The market has fallen in the first month under every other incoming president since Hoover. Even Ronald Reagan and Barack Obama, who ultimately presided over 120 percent and 165 percent rallies on Wall Street during their two terms, respectively, saw initial slides of 4.8 percent and 15 percent.


The statue of Civil War General and former US President Ulysses S. Grant faces the crowd gathering for the inauguration ceremonies to swear in Donald Trump as the 45th president of the United States at the U.S. Capitol in Washington, U.S., January 20, 2017. Photo by Reuters/Carlos Barria

The dollar tends to fare better. Analysis going back to the early 1970s when the currency was taken off the gold standard shows it has risen an average 2.2 percent in the first month of a first-time president.

Donald Trump takes office as the 45th president of the United States with investor apprehension over an incoming president has rarely been higher.

"There are two sides to Trump, the one side focusing on U.S. stimulus which drives up global growth and the other side, the protectionist Donald Trump that could do the opposite.

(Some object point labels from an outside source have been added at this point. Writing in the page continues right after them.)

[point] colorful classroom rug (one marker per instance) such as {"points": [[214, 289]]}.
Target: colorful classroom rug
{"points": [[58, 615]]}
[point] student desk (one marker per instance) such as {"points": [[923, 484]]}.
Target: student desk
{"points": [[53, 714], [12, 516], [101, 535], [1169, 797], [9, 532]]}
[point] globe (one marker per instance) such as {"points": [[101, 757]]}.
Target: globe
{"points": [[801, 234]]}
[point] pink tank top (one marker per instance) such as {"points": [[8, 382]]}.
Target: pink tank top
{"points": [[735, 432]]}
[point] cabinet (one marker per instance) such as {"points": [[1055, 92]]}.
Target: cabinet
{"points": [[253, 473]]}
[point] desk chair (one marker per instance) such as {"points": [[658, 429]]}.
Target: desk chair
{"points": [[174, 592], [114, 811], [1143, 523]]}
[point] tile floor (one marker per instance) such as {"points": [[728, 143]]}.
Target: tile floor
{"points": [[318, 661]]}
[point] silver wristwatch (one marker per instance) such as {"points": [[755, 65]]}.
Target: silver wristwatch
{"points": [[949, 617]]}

So the big question is which will we get?," said State Street Global Advisors' EMEA head of currencies James Binny.

Markets latched on after Trump won the November election to his reflationary and pro-growth stance: stocks rose to new highs, the bond selloff deepened, and the dollar clocked a 14-year peak against the euro.

But as the inauguration has drawn closer, that momentum has faded. This week, the Dow Jones and dollar hit six-week lows, the 10-year U.S. Treasury yield its lowest since late November, and gold rose to its highest in two months.


Dawn illuminates the Washington Monument before the inauguration of Donald Trump as the 45th president of the United States in Washington, U.S., January 20, 2017. Photo by Reuters/Kevin Lamarque

Some investors are playing safe.

"We are neutral, because we don't know exactly what direction Trump will take," said Lukas Daadler, chief investment officer of investment solutions at Robeco, a subsidiary of Robeco Group. The latter has 269 billion euros in assets under management.

"There is some extreme positioning out there, so there's the risk of a short squeeze. But we've taken a neutral stance, and we might see more detail on his plans next week."

Much of that positioning is in the U.S. bond market and the dollar. Speculators have amassed record bets against 10-year Treasuries, and according to Bank of America Merrill Lynch's January fund manager survey, the most overcrowded trade in the world now is the pro-dollar trade.

BAML strategists said on Friday that although there has been a clear cooling of "Trump trade" bets in recent weeks, overall investor sentiment is its highest in three months.

They recommend sticking with they call the "Icarus trade" - one last 10 percent rise in stocks and commodities before the rally ends.